A woman's place is in the struggle: 40% less visible

November 17, 1993
Issue 

France's macho internal security minister, Nicholas Sarkozy, is currently braying that his government's re-criminalisation of soliciting last year, has reduced the number of prostitutes on French streets by 40%. French law defines soliciting as publicly inciting another person by any means, including by clothing or attitude, to have sexual intercourse, in exchange for financial remuneration or a promise of such remuneration.

Marie-Line Champin of the prostitutes advocacy group Bus des Femmes, disagrees with Sarkovy's claim. "They've moved off the main boulevards and into more secluded spots — the woods, garages, massage parlours. They may be 40% less visible, but there certainly aren't 40% fewer", she told Le Monde on January 14.

A report commissioned by the Paris city council and released last month, also challenges Sarkozy's boast. It concluded, from research conducted among Paris prostitutes, that the law has simply driven prostitution underground.

The report found that many prostitutes now work in the early morning, when most Parisians are sleeping and the streets are empty, or conduct their business in increasingly isolated and deserted spots such as car parks and waste grounds. The inevitable result is that violence from their customers is on the rise. Paris residents no longer see what is happening, which is making "respectable" Parisian residents' groups very happy and young prostitutes very vulnerable.

The report also indicated an increase in police harassment and violence against prostitutes since the introduction of the new law. African women have been particularly targeted and the report contains graphic stories of physical abuse and racist humiliation by police and "confiscation" of money, drugs and condoms.

One woman reported being forced to do the housework in a Parisian police station, another says she was detained by police for four days without food or drink. Police officers are reportedly taking full advantage of the opportunity to demand free sexual services under the threat of criminal charges and deportation.

France's internal security act, passed last year, is a package of laws targeted at the poor and socially excluded, particularly "foreigners". Prostitutes, beggars, street entertainers, gypsies and the "suspiciously handicapped" are now in the sights of Sarkozy's intrepid internal security flying squads, determined to sweep the streets and "protect the borders".

Since the fall of the Berlin Wall, the wars in the Balkans and the formation of the European Union (under which citizens of the 15 member states are permitted reciprocal rights to work), waves of desperate people have flocked to wealthy western Europe from the countries of eastern Europe (Bulgaria, Romania, Moldavia, Yugoslavia, Kosova, Russia) and from African countries such as Sierra Leone and Nigeria.

Sarkozy's law is not directed primarily against prostitution (France has a long history of legalised prostitution), but clandestine immigration.

According to the French Communist Party's daily, L'Humanite, of the 15,000 to 18,000 prostitutes in France, nearly 70% are foreign.

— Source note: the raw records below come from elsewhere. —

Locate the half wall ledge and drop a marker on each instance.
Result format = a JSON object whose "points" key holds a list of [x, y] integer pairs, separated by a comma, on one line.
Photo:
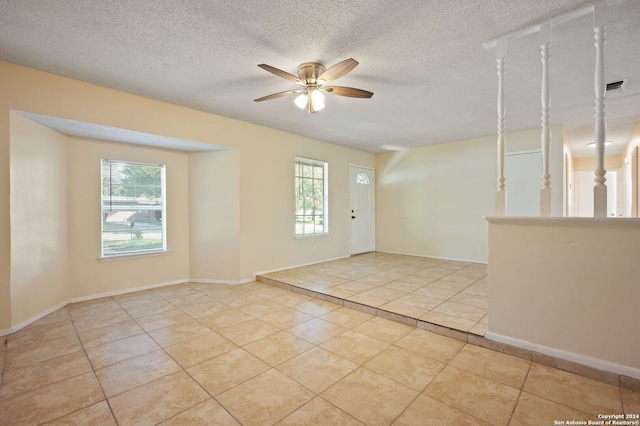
{"points": [[567, 288]]}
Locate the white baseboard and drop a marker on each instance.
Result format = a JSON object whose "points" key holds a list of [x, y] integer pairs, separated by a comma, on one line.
{"points": [[208, 281], [41, 315], [126, 290], [597, 363]]}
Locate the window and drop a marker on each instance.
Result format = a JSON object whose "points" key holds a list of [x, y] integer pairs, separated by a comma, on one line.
{"points": [[362, 179], [133, 208], [311, 197]]}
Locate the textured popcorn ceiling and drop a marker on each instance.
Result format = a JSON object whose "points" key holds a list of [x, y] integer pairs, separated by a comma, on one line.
{"points": [[433, 81]]}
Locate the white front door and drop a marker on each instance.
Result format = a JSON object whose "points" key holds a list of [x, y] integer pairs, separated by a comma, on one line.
{"points": [[363, 235]]}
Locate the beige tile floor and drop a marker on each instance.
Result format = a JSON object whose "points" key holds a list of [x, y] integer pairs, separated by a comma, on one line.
{"points": [[448, 293], [255, 354]]}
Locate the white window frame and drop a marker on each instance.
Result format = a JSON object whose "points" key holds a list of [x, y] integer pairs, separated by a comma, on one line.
{"points": [[305, 230], [107, 206]]}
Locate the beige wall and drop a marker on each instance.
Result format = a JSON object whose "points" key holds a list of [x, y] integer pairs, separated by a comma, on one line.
{"points": [[39, 203], [589, 163], [431, 201], [262, 170], [214, 216], [582, 305]]}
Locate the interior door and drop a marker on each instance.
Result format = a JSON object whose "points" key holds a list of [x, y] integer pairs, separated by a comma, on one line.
{"points": [[362, 192], [523, 173]]}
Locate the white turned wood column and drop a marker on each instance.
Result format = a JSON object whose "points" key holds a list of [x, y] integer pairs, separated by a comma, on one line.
{"points": [[600, 128], [545, 135], [501, 195]]}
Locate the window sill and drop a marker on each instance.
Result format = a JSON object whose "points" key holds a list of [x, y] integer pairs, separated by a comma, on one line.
{"points": [[132, 255], [302, 237]]}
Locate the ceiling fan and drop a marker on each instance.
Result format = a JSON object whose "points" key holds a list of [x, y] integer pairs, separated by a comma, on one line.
{"points": [[313, 78]]}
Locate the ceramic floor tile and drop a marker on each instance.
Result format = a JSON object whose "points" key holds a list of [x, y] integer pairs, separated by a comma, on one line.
{"points": [[383, 329], [99, 319], [145, 309], [204, 414], [278, 347], [20, 380], [572, 390], [436, 292], [430, 344], [224, 319], [451, 321], [419, 301], [137, 298], [365, 299], [356, 286], [408, 368], [190, 299], [291, 299], [319, 412], [248, 331], [317, 330], [239, 300], [403, 309], [225, 371], [346, 317], [493, 365], [179, 290], [120, 350], [95, 415], [370, 397], [126, 375], [40, 333], [428, 411], [316, 307], [402, 286], [50, 402], [100, 336], [354, 346], [158, 400], [262, 308], [338, 292], [469, 312], [317, 369], [161, 320], [485, 399], [57, 316], [178, 333], [449, 285], [533, 410], [34, 353], [286, 318], [200, 348], [264, 399]]}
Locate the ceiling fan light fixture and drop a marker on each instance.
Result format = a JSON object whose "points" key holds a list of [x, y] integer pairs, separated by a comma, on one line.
{"points": [[313, 77], [317, 99], [301, 101]]}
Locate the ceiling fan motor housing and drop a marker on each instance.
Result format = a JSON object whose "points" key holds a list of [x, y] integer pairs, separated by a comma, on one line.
{"points": [[310, 71]]}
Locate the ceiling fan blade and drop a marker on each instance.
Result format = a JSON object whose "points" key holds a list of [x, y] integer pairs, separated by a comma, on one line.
{"points": [[281, 73], [348, 91], [278, 95], [338, 70]]}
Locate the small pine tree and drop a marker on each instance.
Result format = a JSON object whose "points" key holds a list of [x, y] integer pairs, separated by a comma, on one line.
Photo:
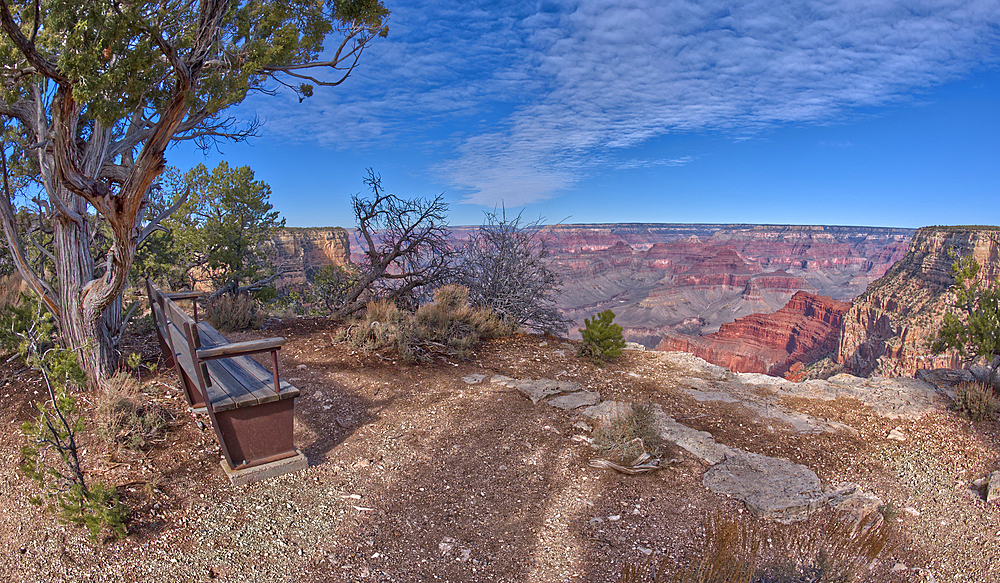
{"points": [[602, 338]]}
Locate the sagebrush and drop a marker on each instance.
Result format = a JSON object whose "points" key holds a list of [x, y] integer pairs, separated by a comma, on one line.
{"points": [[122, 419], [232, 313], [829, 548], [602, 338], [448, 325], [977, 401], [625, 436]]}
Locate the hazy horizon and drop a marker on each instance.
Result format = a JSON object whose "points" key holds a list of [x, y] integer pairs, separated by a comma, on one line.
{"points": [[690, 112]]}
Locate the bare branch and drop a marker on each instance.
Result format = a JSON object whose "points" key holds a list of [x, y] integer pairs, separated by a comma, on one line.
{"points": [[27, 47], [154, 224]]}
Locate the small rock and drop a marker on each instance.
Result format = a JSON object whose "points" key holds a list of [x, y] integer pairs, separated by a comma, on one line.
{"points": [[446, 545], [576, 400], [993, 488]]}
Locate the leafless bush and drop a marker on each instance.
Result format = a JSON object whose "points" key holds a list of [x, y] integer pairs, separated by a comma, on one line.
{"points": [[229, 313], [503, 265], [383, 326], [627, 435], [449, 325], [405, 244], [452, 324]]}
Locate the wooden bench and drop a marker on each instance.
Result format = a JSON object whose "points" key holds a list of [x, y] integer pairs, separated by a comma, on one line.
{"points": [[251, 409]]}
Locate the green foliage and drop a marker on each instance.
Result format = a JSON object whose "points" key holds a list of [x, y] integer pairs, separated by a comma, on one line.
{"points": [[332, 286], [602, 339], [224, 223], [976, 401], [54, 430], [629, 434], [229, 313], [975, 329]]}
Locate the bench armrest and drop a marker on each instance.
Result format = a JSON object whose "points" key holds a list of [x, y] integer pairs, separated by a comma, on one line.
{"points": [[241, 348], [183, 295]]}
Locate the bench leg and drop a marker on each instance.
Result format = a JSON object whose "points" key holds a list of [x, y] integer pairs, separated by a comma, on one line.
{"points": [[191, 391], [257, 435]]}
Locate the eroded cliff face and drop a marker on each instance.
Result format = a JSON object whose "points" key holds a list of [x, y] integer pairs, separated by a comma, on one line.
{"points": [[302, 252], [888, 328], [691, 279], [804, 330]]}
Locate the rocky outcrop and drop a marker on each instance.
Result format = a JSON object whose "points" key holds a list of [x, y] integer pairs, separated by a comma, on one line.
{"points": [[805, 330], [302, 252], [888, 328], [691, 279]]}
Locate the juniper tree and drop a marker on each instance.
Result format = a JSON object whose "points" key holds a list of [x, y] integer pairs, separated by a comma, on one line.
{"points": [[93, 93]]}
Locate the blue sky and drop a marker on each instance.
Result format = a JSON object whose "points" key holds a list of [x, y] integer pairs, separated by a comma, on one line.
{"points": [[856, 112]]}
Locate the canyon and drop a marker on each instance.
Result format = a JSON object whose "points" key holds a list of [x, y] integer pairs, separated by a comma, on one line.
{"points": [[888, 330], [753, 298]]}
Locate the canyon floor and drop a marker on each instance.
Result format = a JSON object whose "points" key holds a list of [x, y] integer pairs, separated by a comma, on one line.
{"points": [[418, 473]]}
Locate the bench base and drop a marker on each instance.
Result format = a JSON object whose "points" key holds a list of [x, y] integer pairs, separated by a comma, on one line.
{"points": [[244, 476]]}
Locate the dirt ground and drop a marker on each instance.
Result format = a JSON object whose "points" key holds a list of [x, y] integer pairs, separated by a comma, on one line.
{"points": [[416, 475]]}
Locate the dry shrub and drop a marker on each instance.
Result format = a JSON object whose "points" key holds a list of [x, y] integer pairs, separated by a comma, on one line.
{"points": [[11, 288], [830, 548], [383, 326], [122, 420], [453, 325], [627, 435], [229, 313], [976, 401], [448, 325]]}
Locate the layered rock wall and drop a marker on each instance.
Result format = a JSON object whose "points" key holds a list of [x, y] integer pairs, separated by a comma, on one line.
{"points": [[805, 330], [302, 252], [888, 329]]}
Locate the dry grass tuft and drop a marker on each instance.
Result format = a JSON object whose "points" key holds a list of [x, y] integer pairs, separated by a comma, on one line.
{"points": [[831, 548], [122, 420], [229, 313], [976, 401], [628, 435]]}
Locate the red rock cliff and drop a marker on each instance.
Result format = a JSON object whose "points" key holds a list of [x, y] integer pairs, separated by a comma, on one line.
{"points": [[888, 328], [805, 330]]}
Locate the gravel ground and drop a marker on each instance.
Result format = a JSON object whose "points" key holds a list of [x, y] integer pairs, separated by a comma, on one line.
{"points": [[416, 475]]}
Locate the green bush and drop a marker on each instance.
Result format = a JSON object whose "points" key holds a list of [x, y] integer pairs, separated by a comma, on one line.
{"points": [[448, 325], [229, 313], [52, 457], [976, 401], [602, 339]]}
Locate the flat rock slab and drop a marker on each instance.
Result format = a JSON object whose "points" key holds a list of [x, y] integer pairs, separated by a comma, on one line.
{"points": [[539, 389], [576, 400], [771, 488]]}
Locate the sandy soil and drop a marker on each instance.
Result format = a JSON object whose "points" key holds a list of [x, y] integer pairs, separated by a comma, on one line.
{"points": [[416, 475]]}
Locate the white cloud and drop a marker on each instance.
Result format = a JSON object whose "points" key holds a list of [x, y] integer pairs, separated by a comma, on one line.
{"points": [[538, 96]]}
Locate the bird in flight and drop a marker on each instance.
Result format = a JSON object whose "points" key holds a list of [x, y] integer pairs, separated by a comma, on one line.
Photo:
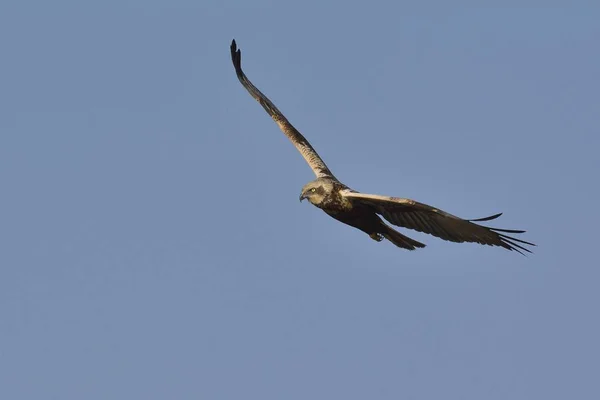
{"points": [[364, 211]]}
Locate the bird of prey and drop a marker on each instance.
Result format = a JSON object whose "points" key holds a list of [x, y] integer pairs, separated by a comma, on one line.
{"points": [[364, 211]]}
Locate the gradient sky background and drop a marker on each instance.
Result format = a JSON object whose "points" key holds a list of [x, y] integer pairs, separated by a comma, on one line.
{"points": [[153, 246]]}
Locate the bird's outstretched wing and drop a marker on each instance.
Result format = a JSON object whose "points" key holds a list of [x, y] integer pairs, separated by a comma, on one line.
{"points": [[303, 146], [411, 214]]}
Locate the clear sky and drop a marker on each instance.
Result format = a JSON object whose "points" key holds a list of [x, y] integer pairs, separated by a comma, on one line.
{"points": [[153, 246]]}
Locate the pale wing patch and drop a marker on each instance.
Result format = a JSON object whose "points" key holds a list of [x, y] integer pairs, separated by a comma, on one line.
{"points": [[411, 214]]}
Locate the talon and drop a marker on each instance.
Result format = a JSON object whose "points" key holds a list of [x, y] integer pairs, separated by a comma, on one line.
{"points": [[376, 236]]}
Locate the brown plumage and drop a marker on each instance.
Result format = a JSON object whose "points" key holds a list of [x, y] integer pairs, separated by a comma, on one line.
{"points": [[363, 211]]}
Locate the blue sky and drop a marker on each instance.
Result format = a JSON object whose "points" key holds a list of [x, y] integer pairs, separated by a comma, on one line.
{"points": [[154, 246]]}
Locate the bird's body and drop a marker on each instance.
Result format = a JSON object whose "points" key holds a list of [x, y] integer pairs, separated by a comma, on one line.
{"points": [[364, 211]]}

This has enabled Sarkozy to pose as a righteous opponent of the trafficking of young girls by swarthy criminals. In his speech to the French National Assembly when his bill was debated in March 2003, he exhorted MPs to think only of the young women's welfare: "If we want to stop this enslavement of foreign prostitutes, we must organise their return in their country of origin. In their country, in their family, they will be able to find a normal life, to leave the odious control to which they are subjected. On our premises, without exception, they are condemned to remain exploited with the hands of the procurers."

French feminists and socialists organised large demonstrations in 2003 against Sarkozy's war on the poor and his reliance on the French brand of not-in-my-backyard-ism. The campaign continues with the current ridicule of his absurd claim of a 40% reduction in prostitution.

Prostitution will only be reduced by a proportionate reduction in poverty and gender inequality.

Karen Fletcher

From Green Left Weekly, February 25, 2004.